Consider that a $d ^{6}$ metal ion $\left( M ^{2+}\right)$ forms a complex with aqua ligands, and the spin only magnetic moment of the complex is $4.90 BM$ The geometry and the crystal field stabilization energy of the complex is :

• A. tetrahedral and $-1.6 \Delta_{ t }+1 P$
• B. tetrahedral and $-0.6 \Delta_{ t }$
• C. octahedral and $-1.6 \Delta_{0}$
• D. octahcdral and $-2.4 \Delta_{0}+2 P$

Answer 1

Answer: (B)

If spin only magnetic moment of the complex is $4.90 \,BM$, it means number of unpaired electrons should be 4.

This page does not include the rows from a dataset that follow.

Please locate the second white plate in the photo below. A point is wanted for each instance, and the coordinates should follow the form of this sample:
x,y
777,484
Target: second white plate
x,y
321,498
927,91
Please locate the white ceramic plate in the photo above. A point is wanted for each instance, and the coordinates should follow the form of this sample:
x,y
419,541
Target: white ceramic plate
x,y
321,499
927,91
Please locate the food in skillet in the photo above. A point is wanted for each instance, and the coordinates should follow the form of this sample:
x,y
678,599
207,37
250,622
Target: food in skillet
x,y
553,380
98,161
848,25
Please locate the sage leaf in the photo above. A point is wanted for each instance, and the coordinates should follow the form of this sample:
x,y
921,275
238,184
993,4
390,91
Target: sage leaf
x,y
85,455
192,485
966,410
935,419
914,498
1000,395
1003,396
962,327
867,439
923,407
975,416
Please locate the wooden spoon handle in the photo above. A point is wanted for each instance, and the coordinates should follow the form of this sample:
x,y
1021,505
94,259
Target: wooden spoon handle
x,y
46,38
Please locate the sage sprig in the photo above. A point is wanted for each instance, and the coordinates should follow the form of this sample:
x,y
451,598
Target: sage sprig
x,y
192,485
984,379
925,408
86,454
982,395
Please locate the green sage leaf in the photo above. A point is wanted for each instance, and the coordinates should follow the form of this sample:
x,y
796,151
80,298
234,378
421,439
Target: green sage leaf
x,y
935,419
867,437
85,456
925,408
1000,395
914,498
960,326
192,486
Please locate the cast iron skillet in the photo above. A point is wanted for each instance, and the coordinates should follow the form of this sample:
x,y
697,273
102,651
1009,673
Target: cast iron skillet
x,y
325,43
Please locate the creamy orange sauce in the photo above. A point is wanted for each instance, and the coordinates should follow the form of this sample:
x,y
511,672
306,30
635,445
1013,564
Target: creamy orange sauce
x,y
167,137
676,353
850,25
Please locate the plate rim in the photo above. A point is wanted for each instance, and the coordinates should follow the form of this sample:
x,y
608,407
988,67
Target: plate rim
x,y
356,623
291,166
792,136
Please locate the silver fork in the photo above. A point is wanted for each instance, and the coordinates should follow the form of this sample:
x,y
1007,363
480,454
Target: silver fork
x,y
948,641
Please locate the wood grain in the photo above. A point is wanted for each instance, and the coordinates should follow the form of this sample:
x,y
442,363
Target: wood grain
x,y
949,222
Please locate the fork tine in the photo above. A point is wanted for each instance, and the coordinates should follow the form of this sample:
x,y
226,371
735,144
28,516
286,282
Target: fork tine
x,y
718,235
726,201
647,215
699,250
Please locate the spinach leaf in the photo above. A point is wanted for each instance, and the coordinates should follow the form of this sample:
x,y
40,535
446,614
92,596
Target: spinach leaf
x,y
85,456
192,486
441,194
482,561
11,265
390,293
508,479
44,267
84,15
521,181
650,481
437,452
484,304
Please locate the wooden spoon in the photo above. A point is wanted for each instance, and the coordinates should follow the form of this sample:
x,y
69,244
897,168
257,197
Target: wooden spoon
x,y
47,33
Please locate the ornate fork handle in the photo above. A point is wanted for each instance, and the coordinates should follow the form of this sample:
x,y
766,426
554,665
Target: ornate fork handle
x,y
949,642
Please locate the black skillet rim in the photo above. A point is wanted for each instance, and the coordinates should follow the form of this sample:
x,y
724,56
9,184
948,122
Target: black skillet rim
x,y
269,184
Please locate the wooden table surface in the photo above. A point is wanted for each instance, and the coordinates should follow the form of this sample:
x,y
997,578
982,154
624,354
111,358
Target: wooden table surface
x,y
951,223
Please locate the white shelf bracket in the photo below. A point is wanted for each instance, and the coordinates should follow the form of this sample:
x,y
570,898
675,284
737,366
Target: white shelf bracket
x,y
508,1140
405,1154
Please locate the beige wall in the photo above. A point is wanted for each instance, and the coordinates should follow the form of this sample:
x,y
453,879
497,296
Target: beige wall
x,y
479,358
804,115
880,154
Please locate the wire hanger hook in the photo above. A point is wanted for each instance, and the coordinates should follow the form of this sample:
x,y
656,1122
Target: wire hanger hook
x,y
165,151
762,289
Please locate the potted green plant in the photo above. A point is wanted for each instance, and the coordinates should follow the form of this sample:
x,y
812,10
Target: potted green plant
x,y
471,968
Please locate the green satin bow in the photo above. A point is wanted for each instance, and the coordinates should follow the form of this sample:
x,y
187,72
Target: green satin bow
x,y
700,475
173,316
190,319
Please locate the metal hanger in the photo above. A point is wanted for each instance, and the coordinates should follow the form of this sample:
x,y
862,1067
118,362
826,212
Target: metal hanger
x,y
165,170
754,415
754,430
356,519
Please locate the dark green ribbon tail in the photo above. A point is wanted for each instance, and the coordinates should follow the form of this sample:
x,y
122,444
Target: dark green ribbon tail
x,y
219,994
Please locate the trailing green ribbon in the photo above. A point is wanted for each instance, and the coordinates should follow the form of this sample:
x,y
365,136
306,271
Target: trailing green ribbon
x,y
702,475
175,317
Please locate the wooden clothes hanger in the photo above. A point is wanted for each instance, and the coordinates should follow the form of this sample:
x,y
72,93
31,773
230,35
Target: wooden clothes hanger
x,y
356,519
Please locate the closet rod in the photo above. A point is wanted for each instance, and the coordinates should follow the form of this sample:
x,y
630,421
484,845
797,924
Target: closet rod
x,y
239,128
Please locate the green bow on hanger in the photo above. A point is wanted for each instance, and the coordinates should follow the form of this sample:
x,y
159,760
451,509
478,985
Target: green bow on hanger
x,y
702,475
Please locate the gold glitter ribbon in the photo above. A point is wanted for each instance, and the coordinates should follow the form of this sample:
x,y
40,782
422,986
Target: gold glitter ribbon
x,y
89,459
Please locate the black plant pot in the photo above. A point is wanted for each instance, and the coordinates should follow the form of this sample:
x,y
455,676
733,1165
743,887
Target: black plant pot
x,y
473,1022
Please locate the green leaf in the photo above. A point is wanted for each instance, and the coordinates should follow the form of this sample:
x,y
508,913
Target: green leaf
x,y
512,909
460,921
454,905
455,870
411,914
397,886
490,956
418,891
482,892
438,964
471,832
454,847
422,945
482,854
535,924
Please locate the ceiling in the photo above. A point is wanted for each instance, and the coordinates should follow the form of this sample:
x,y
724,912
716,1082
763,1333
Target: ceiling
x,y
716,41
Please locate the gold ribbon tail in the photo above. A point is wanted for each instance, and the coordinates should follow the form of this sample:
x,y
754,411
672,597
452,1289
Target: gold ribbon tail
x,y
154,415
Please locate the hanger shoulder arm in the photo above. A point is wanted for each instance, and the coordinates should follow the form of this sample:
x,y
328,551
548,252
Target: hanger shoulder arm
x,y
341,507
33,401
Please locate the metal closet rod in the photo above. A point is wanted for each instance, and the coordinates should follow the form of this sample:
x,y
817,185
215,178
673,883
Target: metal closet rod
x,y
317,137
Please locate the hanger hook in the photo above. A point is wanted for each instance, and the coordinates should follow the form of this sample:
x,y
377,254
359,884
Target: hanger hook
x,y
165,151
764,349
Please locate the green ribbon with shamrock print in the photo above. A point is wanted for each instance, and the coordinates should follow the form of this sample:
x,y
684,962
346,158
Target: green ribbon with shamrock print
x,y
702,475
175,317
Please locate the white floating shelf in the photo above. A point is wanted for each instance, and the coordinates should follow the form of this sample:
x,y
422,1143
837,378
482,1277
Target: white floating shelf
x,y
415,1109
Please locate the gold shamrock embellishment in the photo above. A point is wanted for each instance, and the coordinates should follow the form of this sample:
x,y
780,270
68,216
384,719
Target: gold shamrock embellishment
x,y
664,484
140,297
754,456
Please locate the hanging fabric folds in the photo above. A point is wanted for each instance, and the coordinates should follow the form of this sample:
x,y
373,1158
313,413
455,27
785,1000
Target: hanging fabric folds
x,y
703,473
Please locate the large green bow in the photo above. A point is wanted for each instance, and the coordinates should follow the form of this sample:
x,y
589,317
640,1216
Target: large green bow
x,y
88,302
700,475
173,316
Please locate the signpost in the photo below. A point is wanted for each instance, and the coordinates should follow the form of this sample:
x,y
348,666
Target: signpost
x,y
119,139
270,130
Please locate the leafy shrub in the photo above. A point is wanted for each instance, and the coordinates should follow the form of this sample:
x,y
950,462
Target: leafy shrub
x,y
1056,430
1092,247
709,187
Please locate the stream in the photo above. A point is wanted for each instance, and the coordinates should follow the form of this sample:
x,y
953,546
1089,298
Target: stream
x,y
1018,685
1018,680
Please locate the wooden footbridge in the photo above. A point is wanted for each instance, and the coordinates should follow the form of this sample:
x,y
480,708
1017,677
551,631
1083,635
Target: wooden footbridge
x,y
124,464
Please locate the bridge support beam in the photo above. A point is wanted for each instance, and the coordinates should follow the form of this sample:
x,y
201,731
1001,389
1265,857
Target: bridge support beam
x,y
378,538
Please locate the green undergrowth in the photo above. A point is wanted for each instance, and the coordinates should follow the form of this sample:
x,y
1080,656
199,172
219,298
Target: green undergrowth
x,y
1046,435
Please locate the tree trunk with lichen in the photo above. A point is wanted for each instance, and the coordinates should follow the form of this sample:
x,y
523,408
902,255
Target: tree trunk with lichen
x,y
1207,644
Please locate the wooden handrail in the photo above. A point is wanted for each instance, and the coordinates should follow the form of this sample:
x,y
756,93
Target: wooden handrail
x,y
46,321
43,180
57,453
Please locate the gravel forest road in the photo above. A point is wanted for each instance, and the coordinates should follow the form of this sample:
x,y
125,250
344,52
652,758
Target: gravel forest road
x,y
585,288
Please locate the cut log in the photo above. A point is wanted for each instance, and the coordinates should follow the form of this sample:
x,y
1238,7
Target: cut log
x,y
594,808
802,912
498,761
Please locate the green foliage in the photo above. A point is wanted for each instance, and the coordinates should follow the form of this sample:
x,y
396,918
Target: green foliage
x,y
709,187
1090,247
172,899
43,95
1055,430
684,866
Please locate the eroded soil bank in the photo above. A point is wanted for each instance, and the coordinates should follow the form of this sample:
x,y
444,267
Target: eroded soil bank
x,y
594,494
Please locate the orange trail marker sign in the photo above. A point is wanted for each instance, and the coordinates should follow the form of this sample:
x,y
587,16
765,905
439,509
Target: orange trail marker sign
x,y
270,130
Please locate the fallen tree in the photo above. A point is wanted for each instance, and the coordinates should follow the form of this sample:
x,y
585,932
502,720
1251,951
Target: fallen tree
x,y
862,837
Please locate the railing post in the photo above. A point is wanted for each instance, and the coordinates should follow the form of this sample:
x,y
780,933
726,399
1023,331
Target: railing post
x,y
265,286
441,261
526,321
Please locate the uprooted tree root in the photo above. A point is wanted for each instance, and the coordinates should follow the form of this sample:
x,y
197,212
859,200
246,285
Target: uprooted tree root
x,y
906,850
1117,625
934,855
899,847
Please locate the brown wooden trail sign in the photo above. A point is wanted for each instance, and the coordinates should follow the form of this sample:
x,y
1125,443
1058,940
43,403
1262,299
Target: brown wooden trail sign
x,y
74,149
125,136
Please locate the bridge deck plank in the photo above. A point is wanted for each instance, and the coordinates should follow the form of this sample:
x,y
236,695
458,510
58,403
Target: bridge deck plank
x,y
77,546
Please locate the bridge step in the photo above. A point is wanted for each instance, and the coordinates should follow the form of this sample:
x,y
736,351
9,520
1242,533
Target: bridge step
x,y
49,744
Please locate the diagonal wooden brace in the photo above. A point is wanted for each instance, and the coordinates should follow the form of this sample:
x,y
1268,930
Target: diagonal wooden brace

(A) In octahedral complex : $\underset{d^6}{[M(H_2O)_6]^{2+}}$



$ C.F.S.E. =\left(-0.4 \Delta_{0}\right) \times 4+\left(+0.6 \Delta_{0}\right) \times 2+0 \times P $

$=-0.4 \Delta_{0} $

(B) In tetrahedral complex : $\underset{d^6}{[M(H_2O)_4]^{2+}}$



C.F.S.E. $=\left(-0.6 \Delta_{t}\right) \times 3+\left(+0.4 \Delta_{t}\right) \times 3+0 \times P$

$=-0.6 \Delta_{ t } $